Trajectory-Differentiable Reward Functions

Updated 5 February 2026

Trajectory-differentiable reward functions are mappings from trajectories to real-valued scores that enable direct gradient-based optimization.
They facilitate inverse reinforcement learning, diffusion-model policy improvement, and preference-based reward learning by aligning model outputs with expert scores.
Empirical results show significant gains in control tasks and image generation through methods like DRaFT, leveraging full trajectory backpropagation.

A trajectory-differentiable reward function is any mapping from trajectories (or sampled outputs) to real-valued scores that is differentiable with respect to the underlying trajectory or model parameters, allowing the direct computation of gradients for optimization or model steering. This property enables both extraction and optimization of reward functions within learning frameworks that treat generated data—such as state-action trajectories, denoising chains, or output sequences—as differentiable objects. Such functions have become critical in applications spanning inverse reinforcement learning (IRL), diffusion-model policy improvement, preference-based reward learning, and direct conditional generation.
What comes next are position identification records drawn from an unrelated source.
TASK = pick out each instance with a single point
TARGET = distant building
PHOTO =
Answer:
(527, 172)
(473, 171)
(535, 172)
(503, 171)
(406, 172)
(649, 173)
1. Formalization and Differentiable Reward Extraction

Let $\tau=(s_0,a_0,...,s_T,a_T)$ denote a finite-horizon trajectory in state–action space. Suppose there are two pretrained diffusion models over trajectories: a base $p_{\text{low}}(\tau)$ and an expert $p_{\text{high}}(\tau)$ , with score networks $s_\phi(\tau,t)$ and $s_\Theta(\tau,t)$ that approximate $\nabla_\tau \log p_{\text{low}}$ and $\nabla_\tau \log p_{\text{high}}$ at time $t$ , respectively.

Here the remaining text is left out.